I like to call this my fifteen seconds of fame. The truth is, it was really only about seven or eight seconds. I was not the recipient of an autographed bobblehead or a http://www.freecreditscore.com/ T-shirt. The mere fact that my face was on the largest Jumbotron in professional sports, and knowing that thousands of people were reading what I had written in 96 characters, was exhilarating enough.
Now you might be thinking, “Wow, good for you, but how does this relate to me?” It has been my observation, after being at Moody Spokane as a freshman and then transferring here last year, that many of us come into a place like this wanting to make an identity for ourselves.

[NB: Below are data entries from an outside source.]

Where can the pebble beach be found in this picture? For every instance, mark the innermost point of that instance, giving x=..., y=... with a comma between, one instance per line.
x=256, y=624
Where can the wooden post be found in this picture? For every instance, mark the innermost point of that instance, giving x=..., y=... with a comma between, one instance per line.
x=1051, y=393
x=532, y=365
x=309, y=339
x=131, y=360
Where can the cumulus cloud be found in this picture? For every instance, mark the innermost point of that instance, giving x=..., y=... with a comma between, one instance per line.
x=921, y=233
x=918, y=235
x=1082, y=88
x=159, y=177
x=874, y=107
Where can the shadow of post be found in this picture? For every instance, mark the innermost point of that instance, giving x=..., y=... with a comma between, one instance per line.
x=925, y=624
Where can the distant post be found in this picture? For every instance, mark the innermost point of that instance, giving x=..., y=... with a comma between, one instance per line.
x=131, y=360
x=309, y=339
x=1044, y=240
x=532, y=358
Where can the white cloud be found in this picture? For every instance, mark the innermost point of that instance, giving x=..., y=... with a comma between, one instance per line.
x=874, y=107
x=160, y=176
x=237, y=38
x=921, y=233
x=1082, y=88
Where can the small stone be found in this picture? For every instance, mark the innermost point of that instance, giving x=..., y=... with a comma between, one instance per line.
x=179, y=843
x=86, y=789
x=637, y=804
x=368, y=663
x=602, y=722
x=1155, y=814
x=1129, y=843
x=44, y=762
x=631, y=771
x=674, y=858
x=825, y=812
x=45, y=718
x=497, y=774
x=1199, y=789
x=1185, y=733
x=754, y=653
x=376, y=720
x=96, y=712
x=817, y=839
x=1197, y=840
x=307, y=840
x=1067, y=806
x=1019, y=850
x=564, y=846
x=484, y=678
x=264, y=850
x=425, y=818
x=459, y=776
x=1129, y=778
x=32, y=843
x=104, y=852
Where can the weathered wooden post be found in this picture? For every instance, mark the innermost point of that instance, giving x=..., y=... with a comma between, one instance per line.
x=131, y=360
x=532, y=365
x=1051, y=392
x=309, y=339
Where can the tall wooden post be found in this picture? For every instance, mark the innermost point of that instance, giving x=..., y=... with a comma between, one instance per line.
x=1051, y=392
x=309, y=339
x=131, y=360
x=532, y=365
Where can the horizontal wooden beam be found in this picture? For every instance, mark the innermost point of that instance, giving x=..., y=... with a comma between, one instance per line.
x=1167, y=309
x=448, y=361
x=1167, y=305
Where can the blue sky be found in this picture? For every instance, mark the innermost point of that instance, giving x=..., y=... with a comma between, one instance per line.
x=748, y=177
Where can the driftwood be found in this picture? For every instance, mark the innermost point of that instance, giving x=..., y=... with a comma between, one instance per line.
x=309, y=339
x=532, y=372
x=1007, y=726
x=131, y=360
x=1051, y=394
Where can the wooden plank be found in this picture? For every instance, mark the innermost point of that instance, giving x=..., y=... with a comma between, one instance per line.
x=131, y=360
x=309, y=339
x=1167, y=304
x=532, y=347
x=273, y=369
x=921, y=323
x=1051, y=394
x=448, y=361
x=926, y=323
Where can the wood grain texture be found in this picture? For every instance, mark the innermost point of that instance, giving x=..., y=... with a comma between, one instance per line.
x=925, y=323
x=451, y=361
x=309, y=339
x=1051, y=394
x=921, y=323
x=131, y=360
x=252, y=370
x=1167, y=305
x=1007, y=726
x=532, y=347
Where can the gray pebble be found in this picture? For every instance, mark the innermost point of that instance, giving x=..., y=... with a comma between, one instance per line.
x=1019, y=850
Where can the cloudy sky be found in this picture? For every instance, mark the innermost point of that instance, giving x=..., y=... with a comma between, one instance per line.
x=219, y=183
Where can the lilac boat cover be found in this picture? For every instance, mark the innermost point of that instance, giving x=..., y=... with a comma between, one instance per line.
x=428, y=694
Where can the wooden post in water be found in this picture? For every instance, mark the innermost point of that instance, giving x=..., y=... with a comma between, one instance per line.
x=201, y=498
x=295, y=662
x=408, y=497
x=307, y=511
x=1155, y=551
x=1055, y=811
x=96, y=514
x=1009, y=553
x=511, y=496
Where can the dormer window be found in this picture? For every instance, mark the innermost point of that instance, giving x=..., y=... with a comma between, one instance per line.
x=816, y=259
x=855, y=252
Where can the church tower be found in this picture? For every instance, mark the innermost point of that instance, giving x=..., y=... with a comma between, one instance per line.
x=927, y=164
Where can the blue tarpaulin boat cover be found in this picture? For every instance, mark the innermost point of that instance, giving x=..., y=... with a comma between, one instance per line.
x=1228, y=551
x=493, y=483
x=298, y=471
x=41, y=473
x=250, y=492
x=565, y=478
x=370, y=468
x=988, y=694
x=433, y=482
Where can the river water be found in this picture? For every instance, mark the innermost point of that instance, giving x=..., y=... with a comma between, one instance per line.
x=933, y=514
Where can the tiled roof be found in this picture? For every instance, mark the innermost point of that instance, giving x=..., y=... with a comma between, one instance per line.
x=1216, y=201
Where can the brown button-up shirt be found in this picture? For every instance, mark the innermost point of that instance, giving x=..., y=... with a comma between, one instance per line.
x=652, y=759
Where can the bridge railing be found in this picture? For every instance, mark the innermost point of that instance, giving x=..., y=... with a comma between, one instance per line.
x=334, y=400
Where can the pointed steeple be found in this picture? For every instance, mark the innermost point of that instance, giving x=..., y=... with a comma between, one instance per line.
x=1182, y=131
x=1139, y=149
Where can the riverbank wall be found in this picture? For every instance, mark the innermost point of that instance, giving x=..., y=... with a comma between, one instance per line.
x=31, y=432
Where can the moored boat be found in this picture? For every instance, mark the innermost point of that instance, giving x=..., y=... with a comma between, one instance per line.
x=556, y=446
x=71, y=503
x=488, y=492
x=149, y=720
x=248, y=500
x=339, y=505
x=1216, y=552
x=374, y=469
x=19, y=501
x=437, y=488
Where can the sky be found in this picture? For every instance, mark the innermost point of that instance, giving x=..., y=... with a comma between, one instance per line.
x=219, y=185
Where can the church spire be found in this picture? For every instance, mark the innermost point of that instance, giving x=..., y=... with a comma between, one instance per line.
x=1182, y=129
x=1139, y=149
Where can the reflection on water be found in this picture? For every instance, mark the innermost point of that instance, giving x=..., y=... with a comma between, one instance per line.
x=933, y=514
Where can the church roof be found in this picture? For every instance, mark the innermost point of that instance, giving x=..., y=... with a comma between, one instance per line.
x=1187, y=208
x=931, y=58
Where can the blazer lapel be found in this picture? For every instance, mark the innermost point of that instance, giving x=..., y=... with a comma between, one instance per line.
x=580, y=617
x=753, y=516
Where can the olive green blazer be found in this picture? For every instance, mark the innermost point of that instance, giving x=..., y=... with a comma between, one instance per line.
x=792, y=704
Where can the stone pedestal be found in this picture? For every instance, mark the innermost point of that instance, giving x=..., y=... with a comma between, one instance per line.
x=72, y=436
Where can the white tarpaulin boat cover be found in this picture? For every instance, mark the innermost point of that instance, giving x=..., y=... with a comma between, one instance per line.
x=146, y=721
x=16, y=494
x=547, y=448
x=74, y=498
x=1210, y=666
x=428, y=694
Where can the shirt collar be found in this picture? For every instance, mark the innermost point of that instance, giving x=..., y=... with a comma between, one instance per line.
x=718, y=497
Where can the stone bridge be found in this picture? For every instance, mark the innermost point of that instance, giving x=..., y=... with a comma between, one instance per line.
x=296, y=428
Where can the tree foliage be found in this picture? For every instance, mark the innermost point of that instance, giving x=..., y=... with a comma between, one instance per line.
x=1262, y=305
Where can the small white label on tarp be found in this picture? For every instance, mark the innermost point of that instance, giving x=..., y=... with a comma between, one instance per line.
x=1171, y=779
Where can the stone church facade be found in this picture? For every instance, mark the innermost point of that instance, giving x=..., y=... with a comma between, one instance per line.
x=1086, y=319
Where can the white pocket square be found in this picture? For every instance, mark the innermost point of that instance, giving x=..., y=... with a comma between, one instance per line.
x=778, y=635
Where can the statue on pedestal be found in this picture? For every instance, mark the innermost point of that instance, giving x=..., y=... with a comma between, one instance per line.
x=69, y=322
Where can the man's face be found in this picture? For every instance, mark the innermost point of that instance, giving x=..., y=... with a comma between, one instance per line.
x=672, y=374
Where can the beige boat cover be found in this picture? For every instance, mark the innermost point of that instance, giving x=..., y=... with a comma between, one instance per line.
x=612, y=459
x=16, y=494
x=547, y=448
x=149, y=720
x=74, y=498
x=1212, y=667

This identity can be based upon who we hang out with, what ministries we are involved in, what church we attend, or even what our major is. It can be tempting to serve in every manner possible in the hopes of trying to find a calling or a passion. In other words, our initial desire to “be the hands and feet of Jesus” can supersede the very purpose of what we are doing. If we aren’t careful, it will become more about us, and not about serving our Savior. Our “fifteen seconds of fame,” whatever that may look like, can consume us, and the very act of service, outreach, or ministry can become a dangerous idol.
The truth is, we all come here with unique and diverse backgrounds, and with some of the most compelling testimonies of how God rescued us from death unto life. Our relationships with the Father are as individual as we are. I want to encourage all of you, especially freshman, to take a moment and realize that it’s not your ministry, your major, or even the fact that you are a Moody student that defines you, but Christ alone.
It’s exciting to come to downtown Chicago and be surrounded with countless ministry opportunities. My heart for all of you here is that you would not let it overwhelm you, that you would not feel like your identity is a condensed “160 character” display of what it is you do for God, and that you would find rest in the peace that God gladly offers and in who He has made you to be.